Columnas

MIRADA DE MUJER

Luz del Carmen Parra

Un poco de empatía
¿Cómo llegamos a la exacerbación del individualismo? ¿Cómo fue que cerramos, poco a poco y sin apenas darnos cuenta, las puertas a aquellos pequeños detalles que hacían la diferencia en nuestras relaciones interpersonales, marcando tendencia en la vida social?

Cada vez más, nos olvidamos de lo necesario que son la sonrisa, la afabilidad, el buen trato entre los seres humanos.

Cuánta importancia tiene en medio de todo lo superficial, la intención sincera de comprender los sentimientos y emociones de quienes conviven a diario en nuestro entorno, favoreciendo la armonía al intentar experimentar de forma objetiva y racional lo que el otro siente.

El saber escuchar a los demás con atención y empatía, está desapareciendo de entre nuestros valores; estamos perdiendo la sensibilidad para ponernos en el lugar del otro, para acercarnos a sus problemas con el ánimo de apoyar, de compartir opiniones, sin juzgar y sin culpar a priori, con el deseo franco de tender la mano.

El contacto con las personas nos genera placer, confianza, alegría y satisfacción. Somos sociales por naturaleza. Esa actitud positiva permite establecer relaciones saludables y relajadas, esas que tanto extrañamos en los últimos meses por el confinamiento a que nos ha obligado la pandemia.

Estoy cierta que la empatía se aprende desde la infancia, en condiciones donde se despierta en forma espontánea el ayudar a los demás, en familia, sin entender los límites del yo y trascendiendo a las necesidades del otro.

Pero ahora, en este consumismo que define las sociedades modernas, pareciera que nos está ganando la competencia, más que la solidaridad.

Todos peleamos por ser los primeros, los mejores y a veces sin respetar las reglas del juego, atropellando los derechos de quienes permanecen a nuestro lado.

Nuestra opinión vale por encima de la de los demás y por, sobre todo, hemos de imponer nuestra razón, anulando la del otro.

Cada día nos hacemos más insensibles al dolor o al sufrimiento ajeno, nos cuesta mucho o, mejor dicho, ahora es inimaginable siquiera, tomarnos un tiempo para ponernos en su lugar y permitir que se nos despierte el ánimo, la voluntad de escucharlo, de entenderlo y apoyarlo. Todos tenemos prisa.

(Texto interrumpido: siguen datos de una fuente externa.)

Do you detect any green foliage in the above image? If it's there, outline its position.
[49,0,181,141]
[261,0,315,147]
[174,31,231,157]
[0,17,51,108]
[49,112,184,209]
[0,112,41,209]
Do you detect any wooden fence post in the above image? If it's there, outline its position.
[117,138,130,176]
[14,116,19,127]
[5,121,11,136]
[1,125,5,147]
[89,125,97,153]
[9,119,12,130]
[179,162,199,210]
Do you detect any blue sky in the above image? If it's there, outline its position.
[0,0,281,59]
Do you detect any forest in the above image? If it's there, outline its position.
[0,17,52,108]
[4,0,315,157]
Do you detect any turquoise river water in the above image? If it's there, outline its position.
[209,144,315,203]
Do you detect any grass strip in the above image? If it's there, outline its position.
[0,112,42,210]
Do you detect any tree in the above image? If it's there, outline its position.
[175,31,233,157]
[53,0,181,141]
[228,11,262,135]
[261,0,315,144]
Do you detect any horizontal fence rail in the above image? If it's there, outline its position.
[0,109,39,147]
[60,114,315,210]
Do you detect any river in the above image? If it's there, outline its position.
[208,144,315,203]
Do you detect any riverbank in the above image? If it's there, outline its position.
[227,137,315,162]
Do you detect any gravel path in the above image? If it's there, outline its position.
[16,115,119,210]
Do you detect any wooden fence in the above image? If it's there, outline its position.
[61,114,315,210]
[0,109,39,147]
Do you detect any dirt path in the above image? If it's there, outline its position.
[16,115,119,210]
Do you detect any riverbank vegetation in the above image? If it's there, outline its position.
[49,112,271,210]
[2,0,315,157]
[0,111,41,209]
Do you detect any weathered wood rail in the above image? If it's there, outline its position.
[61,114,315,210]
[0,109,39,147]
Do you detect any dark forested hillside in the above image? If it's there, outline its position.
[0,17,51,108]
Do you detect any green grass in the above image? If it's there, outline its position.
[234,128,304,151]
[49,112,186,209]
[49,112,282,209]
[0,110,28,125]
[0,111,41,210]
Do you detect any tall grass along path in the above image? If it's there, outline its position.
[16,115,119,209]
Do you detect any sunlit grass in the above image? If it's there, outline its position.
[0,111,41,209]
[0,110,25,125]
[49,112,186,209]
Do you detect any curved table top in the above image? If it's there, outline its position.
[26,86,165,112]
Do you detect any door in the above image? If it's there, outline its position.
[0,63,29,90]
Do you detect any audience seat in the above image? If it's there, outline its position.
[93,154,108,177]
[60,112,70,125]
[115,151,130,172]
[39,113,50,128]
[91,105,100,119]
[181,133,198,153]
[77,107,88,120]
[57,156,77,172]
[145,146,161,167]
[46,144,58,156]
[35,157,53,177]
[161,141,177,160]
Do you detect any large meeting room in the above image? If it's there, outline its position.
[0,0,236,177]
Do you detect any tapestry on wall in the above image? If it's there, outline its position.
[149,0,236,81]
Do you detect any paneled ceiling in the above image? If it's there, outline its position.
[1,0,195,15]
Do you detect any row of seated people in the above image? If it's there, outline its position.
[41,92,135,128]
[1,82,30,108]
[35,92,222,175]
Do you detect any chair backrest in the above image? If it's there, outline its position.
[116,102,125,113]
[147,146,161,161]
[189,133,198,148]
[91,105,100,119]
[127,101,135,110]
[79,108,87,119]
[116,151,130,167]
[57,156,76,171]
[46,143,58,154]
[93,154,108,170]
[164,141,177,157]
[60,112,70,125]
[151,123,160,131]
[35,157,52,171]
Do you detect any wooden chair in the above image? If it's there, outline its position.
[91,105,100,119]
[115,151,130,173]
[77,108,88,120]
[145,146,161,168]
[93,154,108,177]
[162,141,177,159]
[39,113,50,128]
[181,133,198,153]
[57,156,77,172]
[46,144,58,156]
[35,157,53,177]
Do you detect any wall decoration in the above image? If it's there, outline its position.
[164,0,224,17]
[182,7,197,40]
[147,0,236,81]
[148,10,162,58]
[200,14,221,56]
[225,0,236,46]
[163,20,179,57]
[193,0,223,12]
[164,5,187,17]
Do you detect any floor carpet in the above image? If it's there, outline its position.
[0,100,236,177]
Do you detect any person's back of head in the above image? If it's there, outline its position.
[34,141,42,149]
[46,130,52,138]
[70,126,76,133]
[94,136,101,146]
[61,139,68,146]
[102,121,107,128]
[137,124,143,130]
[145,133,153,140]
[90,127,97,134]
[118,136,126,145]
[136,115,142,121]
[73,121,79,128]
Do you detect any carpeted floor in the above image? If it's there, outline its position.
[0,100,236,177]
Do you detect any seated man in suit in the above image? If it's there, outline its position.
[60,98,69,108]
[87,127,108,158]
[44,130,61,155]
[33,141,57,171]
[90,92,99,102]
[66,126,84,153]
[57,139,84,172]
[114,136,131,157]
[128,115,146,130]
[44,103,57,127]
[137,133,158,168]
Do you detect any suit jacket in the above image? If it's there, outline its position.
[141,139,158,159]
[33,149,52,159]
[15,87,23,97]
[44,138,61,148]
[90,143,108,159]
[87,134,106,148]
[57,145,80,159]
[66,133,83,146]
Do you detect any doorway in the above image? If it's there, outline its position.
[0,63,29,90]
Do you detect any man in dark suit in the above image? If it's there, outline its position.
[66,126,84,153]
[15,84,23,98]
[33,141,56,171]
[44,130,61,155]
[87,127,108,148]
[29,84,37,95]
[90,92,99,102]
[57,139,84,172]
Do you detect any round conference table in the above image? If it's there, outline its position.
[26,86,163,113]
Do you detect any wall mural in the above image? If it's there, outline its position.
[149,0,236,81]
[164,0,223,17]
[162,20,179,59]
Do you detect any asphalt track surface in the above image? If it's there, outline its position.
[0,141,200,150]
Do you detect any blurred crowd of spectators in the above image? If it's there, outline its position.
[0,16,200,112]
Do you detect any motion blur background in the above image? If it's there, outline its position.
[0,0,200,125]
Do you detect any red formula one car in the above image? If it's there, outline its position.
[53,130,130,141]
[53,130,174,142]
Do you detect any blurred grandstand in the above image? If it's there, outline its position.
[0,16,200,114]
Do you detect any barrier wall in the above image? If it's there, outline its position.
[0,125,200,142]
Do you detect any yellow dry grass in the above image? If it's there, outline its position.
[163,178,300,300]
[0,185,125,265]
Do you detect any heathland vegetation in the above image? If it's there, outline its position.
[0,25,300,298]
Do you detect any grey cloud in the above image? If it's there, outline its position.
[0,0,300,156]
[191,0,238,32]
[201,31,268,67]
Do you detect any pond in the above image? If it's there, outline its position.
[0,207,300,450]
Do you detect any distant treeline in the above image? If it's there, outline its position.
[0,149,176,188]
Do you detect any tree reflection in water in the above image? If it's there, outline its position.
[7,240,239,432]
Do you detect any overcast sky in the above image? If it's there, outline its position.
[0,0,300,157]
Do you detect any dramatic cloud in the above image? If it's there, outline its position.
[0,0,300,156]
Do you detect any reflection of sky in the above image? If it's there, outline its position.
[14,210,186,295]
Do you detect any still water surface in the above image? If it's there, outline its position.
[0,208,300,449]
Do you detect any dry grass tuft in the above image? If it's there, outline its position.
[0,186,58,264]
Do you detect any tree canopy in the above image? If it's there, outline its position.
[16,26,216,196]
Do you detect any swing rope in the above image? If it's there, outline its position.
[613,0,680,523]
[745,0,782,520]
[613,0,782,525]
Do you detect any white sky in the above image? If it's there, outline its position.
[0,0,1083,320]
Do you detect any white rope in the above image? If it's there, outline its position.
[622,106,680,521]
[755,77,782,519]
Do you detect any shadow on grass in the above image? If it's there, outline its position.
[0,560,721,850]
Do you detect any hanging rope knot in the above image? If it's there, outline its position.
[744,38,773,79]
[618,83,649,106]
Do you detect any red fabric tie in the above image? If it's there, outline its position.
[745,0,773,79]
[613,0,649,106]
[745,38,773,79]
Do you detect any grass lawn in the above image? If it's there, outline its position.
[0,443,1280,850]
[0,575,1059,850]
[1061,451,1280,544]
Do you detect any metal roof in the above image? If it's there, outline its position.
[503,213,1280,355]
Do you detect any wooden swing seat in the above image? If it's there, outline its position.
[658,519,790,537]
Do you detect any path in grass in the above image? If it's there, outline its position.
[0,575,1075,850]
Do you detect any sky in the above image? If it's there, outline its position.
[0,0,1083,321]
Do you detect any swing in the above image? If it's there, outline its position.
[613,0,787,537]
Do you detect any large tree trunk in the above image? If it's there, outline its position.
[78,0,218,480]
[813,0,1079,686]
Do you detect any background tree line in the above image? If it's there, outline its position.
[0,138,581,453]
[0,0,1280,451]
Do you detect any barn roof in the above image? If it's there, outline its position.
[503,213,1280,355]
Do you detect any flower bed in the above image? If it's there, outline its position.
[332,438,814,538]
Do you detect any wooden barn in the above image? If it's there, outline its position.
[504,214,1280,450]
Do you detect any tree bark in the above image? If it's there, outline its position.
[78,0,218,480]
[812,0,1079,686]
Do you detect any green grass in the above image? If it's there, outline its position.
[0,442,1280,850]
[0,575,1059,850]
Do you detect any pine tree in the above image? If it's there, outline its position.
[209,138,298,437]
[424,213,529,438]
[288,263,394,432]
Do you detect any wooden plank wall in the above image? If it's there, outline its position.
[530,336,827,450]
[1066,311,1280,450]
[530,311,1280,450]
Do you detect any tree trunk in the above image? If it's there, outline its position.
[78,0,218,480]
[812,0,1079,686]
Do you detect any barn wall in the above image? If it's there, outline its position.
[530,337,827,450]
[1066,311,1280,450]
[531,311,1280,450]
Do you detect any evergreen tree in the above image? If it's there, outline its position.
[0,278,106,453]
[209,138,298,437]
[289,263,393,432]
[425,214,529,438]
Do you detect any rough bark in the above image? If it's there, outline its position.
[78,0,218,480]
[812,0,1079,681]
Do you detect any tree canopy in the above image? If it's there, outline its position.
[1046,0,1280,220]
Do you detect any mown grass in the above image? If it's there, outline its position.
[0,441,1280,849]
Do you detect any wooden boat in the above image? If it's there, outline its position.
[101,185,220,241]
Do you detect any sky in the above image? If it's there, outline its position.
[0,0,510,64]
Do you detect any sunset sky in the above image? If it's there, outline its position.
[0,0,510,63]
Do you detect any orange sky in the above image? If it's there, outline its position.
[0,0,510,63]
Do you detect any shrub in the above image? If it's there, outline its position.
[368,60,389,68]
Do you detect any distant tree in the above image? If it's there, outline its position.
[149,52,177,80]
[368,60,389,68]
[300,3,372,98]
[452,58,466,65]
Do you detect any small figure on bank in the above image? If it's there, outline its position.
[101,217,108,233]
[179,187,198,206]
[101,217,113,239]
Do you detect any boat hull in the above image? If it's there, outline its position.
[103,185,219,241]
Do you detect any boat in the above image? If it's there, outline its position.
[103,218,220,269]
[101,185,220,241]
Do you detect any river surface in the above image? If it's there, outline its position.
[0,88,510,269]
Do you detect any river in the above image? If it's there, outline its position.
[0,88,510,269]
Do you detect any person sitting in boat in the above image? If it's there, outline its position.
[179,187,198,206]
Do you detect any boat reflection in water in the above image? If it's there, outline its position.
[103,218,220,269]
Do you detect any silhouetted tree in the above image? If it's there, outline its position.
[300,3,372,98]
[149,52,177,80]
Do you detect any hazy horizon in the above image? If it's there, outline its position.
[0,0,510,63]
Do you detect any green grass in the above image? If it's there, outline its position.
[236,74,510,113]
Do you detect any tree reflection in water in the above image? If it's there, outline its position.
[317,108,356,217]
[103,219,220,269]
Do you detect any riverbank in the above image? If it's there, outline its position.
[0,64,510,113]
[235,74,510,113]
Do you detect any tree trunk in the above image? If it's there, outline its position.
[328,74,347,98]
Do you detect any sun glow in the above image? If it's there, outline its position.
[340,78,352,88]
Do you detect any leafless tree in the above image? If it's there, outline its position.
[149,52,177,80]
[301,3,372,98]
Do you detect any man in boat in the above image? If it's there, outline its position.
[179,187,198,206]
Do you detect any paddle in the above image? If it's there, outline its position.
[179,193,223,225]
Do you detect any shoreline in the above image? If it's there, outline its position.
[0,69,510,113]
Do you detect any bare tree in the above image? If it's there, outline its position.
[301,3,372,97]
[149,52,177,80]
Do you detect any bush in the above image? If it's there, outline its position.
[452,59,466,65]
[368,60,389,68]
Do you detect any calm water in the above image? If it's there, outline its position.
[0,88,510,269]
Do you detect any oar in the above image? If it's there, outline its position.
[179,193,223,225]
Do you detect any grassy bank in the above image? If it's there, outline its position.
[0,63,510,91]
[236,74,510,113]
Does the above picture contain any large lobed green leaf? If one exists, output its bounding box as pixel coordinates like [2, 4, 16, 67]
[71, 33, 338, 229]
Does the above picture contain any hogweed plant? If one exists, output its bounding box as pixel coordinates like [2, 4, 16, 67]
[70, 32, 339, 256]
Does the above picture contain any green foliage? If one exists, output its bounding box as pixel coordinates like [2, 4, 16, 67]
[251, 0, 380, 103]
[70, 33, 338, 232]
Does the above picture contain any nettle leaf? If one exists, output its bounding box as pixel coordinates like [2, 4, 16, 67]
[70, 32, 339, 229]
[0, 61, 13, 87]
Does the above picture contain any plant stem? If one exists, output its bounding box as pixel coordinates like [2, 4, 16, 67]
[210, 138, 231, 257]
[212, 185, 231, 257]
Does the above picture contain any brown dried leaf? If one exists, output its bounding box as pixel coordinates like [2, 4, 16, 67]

El egoísmo se ha hecho presente. Ha desplazado en la mayoría de las áreas de interacción del ser humano, ese gesto noble de colaboración y buen entendimiento. Desde el hogar hasta la oficina. En pareja o en las relaciones laborales, nada nos motiva a intentar comprender el comportamiento, en determinadas circunstancias y la forma, como el otro toma las decisiones que nos afectan.

Todo es personal y la ofensa es inmediata.
Crece la tendencia para obrar según la voluntad propia. Nos gana el individualismo. Se ha acrecentado la lucha de poder en todos los ámbitos de la vida social y familiar, anulando la opinión y las necesidades de los demás miembros de la familia o del grupo social y laboral. El derecho a decidir, ha degenerado en un egocentrismo enfermizo que busca la nulidad de la voluntad compartida. La negociación se ha remplazado por la imposición y la falta de respeto por la libertad del otro.

Pensamos y actuamos de acuerdo a nuestros propios criterios y de ahí, no cedemos ni un ápice, sin importar que en ese momento abramos la puerta a la confrontación, al aislamiento social que nos obliga a refugiarnos en nosotros mismos, sintiéndonos superiores de quienes cuestionan nuestra forma de ser.

Sin embargo, hay quien incluso asegura que el egoísmo es sano. Que primero hay que pensar en nosotros mismos, y poner en primer plano la satisfacción de nuestros propios intereses o necesidades; que eso es una manifestación de una autoestima sana y que debemos aprender a decir no y a poner límites en nuestras relaciones.

Se defiende apasionadamente el derecho a pensar libremente, y a la autodeterminación del destino a seguir; a actuar conforme a nuestros propios criterios. No obstante, creo que la diferencia la hace el aceptar nuestros propios límites, sin dejar de reconocer y respetar los derechos de los demás, ser solidarios y desarrollar la empatía que nos permita en ciertos momentos trascender al yo y a nuestras propias necesidades.

John Steinbeck asegura que “solo puedes entender a la gente, si la sientes en ti mismo”, cuando dejamos de actuar solo en función de los intereses propios, de los placeres personales y de la autosatisfacción, para trascender a la piel del otro desde nuestros propios sentimientos. Esto nos humaniza, nos engrandece.